When moving into the London market, HCA knew that their presence would have to come from the purchase of an existing facility. Not only is the cost of real-estate in London prohibitive, but finding the right space in the right community may have made the difference on when they could enter the market. Almost every aspect of hospital management in London differs from the U.S. Operating policies and procedures were carefully crafted to accommodate the national healthcare regulations in London. Senior leadership within the group of facilities as well as legal counsel was obtained from local, London resources. The requirements for licensure, accreditation, environmental laws and compliance, are vastly different and required expertise in operations to become a successful entrant.
HCA began international operations over twenty years ago, when they saw a niche market in providing high quality private healthcare in London. The new hospital gave Londoner's the choice of the free government sponsored NHS healthcare or the American healthcare based HCA hospital. As HCA was able to inject capital and technological advancements in their London facility, the NHS system also benefited by reducing the number of patients going into their facilities. HCA's surprising benefit was the almost non-existence of malpractice lawsuits, and the high administrative costs of meeting government and insurance regulation (Marston, 1996).

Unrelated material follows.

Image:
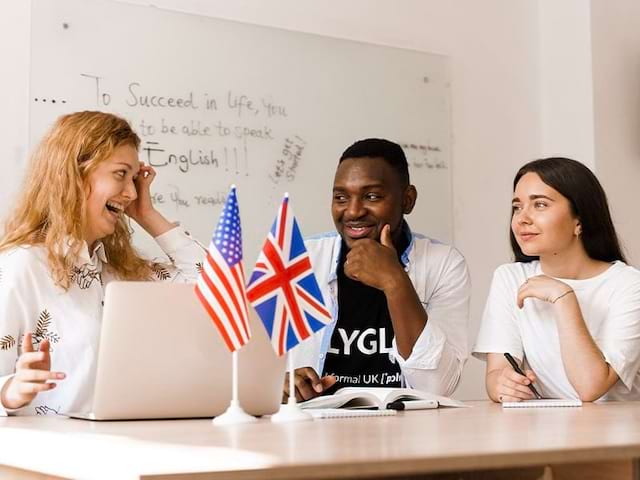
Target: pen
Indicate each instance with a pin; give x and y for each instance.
(518, 370)
(412, 405)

Legal considerations including debt collection practices and the potential for government non-payment for services while still requiring a continuation of those services are merely two of the possible legal pitfalls awaiting healthcare in foreign markets. To successfully run a multi-billion dollar company like HCA requires very strong senior leadership, who often take a singular approach to business practices. Careful consideration must be given to insure cultural differences and sensitivities are engaged. Not only are local alliances favorable, but locally employed personnel and supplies must also be a part of the social matrix. One example of a failed U.S. only approach is Enron attempting to enter the Indian market. After several public relation firms were hired for not accepting Enron's 'American' approach to doing business, and subsequently failed (Marston, 1996).
The perception of U.S. healthcare throughout the world may be known as the most expensive, however; it is also known as the best. The idea is to market the best healthcare in the world to a modified market. The successful companies will remain flexible enough to realize what changes need to be made in a given market, that will fit both culture and relative affordability (Marston, 1996).
Initially the reform of healthcare in the U.S. began during the Clinton administration. Although the reforms offered at that time never came to fruition, the idea that the NHS (National Health Service) in the U.K. was to be the model for the future of U.S. healthcare, motivated HCA to explore the U.K. marketplace. HCA has successfully tapped into the London market, in part because English is the spoken and written language and its population has enough wealth to pay for a faster and often more technologically advanced healthcare delivery system (Marston, 1996).
The implementation of the Healthcare Reform Law in the U.S., over the next few years has many providers uncertain if they will be flexible enough to accommodate the new regulations. In this new healthcare environment, HCA's global experiences, may very well provide the edge needed to excel in the new marketplace.